Lead Security Engineer- Storage

Location: Houston, TX, United States

Job Family: Security Engineering

About the Role

At JP Morgan Chase, we are a leading global financial services firm committed to innovation and security in managing trillions in assets. As a Lead Security Engineer - Storage, you will play a pivotal role in safeguarding our storage product line, ensuring the confidentiality, integrity, and availability of critical financial data. Based in Houston, TX, this position within our Security Engineering category demands a strategic leader who can navigate the complexities of enterprise storage while adhering to stringent regulatory requirements in the banking sector. You will drive security initiatives that protect against evolving cyber threats, enabling secure data handling for trading, lending, and customer services. Your core responsibilities will include architecting robust security frameworks for storage systems, from on-premises arrays to cloud-based solutions, while integrating with JP Morgan's broader cybersecurity ecosystem. You will lead vulnerability assessments, implement advanced encryption and access controls, and respond to incidents that could impact financial operations. Collaboration with cross-functional teams—such as infrastructure, compliance, and application development—will be essential to embed security into every stage of the storage lifecycle, ensuring alignment with standards like PCI-DSS and SOX. This role offers the opportunity to influence enterprise-wide security strategies and mentor emerging talent in a dynamic, high-stakes environment. We seek a seasoned professional with deep expertise in storage technologies and a passion for financial services security. In this leadership position, you will contribute to JP Morgan Chase's reputation as a trusted steward of client data, fostering innovation while mitigating risks.
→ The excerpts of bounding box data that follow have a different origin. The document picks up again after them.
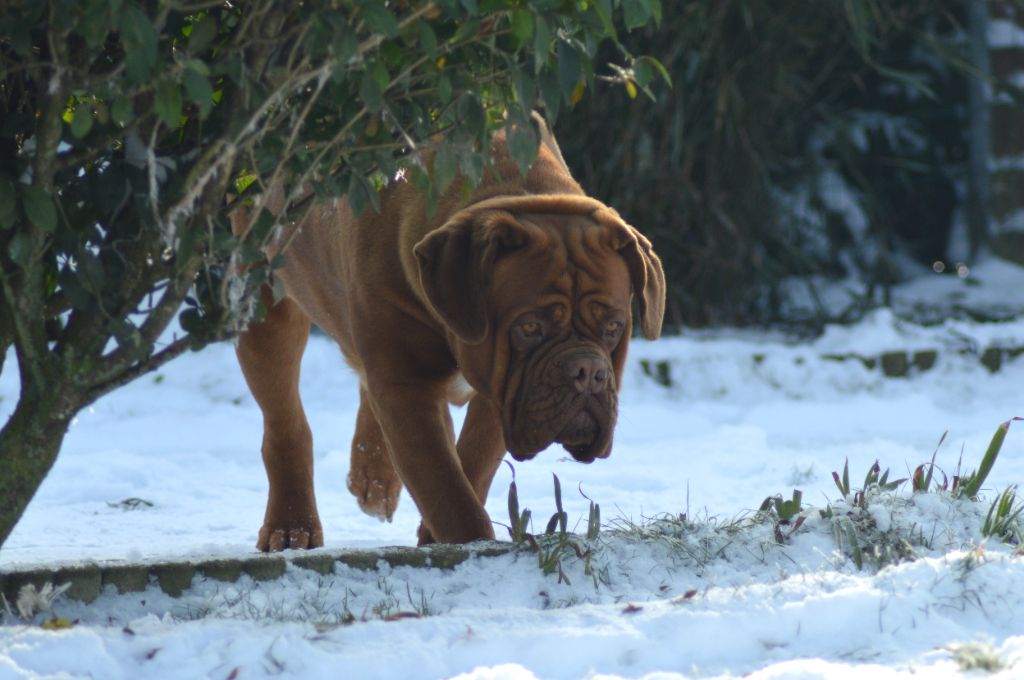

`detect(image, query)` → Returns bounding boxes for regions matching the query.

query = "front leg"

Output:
[419,394,505,545]
[369,381,495,543]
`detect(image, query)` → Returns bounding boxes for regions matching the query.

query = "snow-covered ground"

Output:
[0,280,1024,680]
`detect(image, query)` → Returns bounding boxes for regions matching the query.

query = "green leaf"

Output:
[558,40,581,98]
[534,14,551,73]
[509,8,534,47]
[370,59,391,92]
[450,18,480,45]
[633,59,654,87]
[184,69,213,118]
[431,144,457,194]
[188,14,217,53]
[437,76,452,104]
[593,0,618,42]
[20,184,57,233]
[458,92,487,137]
[539,71,562,125]
[513,69,537,117]
[111,95,135,125]
[154,80,181,128]
[71,102,92,139]
[359,0,401,38]
[623,0,651,31]
[417,20,437,61]
[331,30,359,67]
[359,69,384,114]
[0,179,17,229]
[505,114,541,176]
[120,3,158,85]
[7,230,32,267]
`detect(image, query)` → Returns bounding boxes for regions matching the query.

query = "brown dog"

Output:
[233,118,665,551]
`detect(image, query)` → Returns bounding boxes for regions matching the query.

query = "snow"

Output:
[0,299,1024,680]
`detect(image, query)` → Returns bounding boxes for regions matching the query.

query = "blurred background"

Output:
[555,0,1024,331]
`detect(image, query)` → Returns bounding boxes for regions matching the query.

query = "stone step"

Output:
[0,542,516,608]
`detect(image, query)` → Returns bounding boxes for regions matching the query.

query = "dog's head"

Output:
[415,196,665,463]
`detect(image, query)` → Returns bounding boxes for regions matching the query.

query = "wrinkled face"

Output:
[459,216,631,463]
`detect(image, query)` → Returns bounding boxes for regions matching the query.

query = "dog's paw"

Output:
[348,462,401,521]
[256,517,324,552]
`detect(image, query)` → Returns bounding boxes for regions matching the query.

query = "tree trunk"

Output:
[0,388,74,547]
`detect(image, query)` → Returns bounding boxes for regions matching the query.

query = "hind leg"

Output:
[236,287,324,552]
[348,386,401,521]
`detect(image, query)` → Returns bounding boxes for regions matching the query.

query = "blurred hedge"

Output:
[557,0,967,325]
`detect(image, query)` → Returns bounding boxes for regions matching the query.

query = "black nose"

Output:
[564,352,608,394]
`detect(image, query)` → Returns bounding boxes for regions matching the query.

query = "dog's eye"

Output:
[519,322,544,338]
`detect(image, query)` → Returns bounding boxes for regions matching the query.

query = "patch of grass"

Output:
[946,641,1007,673]
[981,484,1024,546]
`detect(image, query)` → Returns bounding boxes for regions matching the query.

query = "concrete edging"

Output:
[0,542,516,606]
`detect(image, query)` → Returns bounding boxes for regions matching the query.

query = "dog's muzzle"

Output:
[510,343,617,463]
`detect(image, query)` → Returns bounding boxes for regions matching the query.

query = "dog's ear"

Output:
[600,210,666,340]
[413,210,530,344]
Join us to advance your career in a supportive culture that values diversity, professional growth, and impactful work in global finance.

Key Responsibilities

• Lead the design, implementation, and maintenance of security controls for JP Morgan Chase's storage product line, ensuring protection of sensitive financial data
• Conduct risk assessments and vulnerability analyses on storage infrastructure to identify and mitigate threats in a regulated financial environment
• Collaborate with engineering teams to integrate security best practices into storage solutions, including encryption at rest and in transit
• Develop and enforce storage security policies compliant with industry regulations like PCI-DSS and SOX
• Monitor and respond to security incidents involving storage systems, performing root cause analysis and remediation
• Mentor junior security engineers and foster a culture of security awareness within the storage team
• Evaluate and recommend emerging storage security technologies to enhance JP Morgan's data protection capabilities
• Partner with compliance and audit teams to support regulatory reviews and reporting for storage environments
• Optimize storage security architectures for scalability and performance in high-volume financial transactions

Required Qualifications

• Bachelor's degree in Computer Science, Information Technology, or a related field; advanced degree preferred
• 8+ years of experience in security engineering, with at least 3 years focused on storage systems security
• Proven track record in leading security initiatives for enterprise storage environments in a financial services context
• Deep knowledge of regulatory compliance standards such as PCI-DSS, SOX, and GDPR as they apply to data storage
• Experience with secure storage technologies including encryption, access controls, and data lifecycle management
• Strong understanding of cloud storage security (e.g., AWS S3, Azure Blob) and hybrid environments
• Ability to obtain and maintain necessary security clearances or certifications relevant to financial institutions

Preferred Qualifications

• CISSP, CISM, or equivalent security certification
• Experience in the financial services industry, particularly with high-stakes data protection in banking
• Familiarity with JP Morgan Chase's internal security frameworks and tools
• Advanced knowledge of storage orchestration tools like Kubernetes for secure deployments
• Prior leadership in cross-functional teams handling security incidents in storage systems

Required Skills

• Expertise in storage security protocols (e.g., NFS, SMB, iSCSI security)
• Proficiency in encryption technologies (AES, TLS) and key management systems
• Knowledge of identity and access management (IAM) for storage environments
• Experience with security tools like Splunk, ELK Stack for monitoring storage logs
• Understanding of container and orchestration security (Docker, Kubernetes)
• Skills in scripting and automation (Python, Bash) for security tasks
• Familiarity with compliance auditing tools and frameworks
• Strong problem-solving and analytical skills for threat detection
• Excellent communication skills for cross-team collaboration
• Leadership abilities to guide security projects and teams
• Knowledge of financial data privacy regulations
• Experience with cloud-native storage security (e.g., AWS KMS, Azure Key Vault)
• Proficiency in vulnerability scanning tools (Nessus, Qualys)
• Ability to handle high-pressure incident response scenarios

Benefits

• Comprehensive health, dental, and vision insurance plans with employer contributions
• 401(k) retirement savings plan with generous company matching
• Paid time off including vacation, sick days, and parental leave
• Professional development programs and tuition reimbursement for certifications
• Employee stock purchase plan and performance-based bonuses
• Wellness programs including gym memberships and mental health support
• Flexible work arrangements and hybrid options for work-life balance
• Access to JP Morgan's global mobility programs for career advancement

JP Morgan Chase is an equal opportunity employer.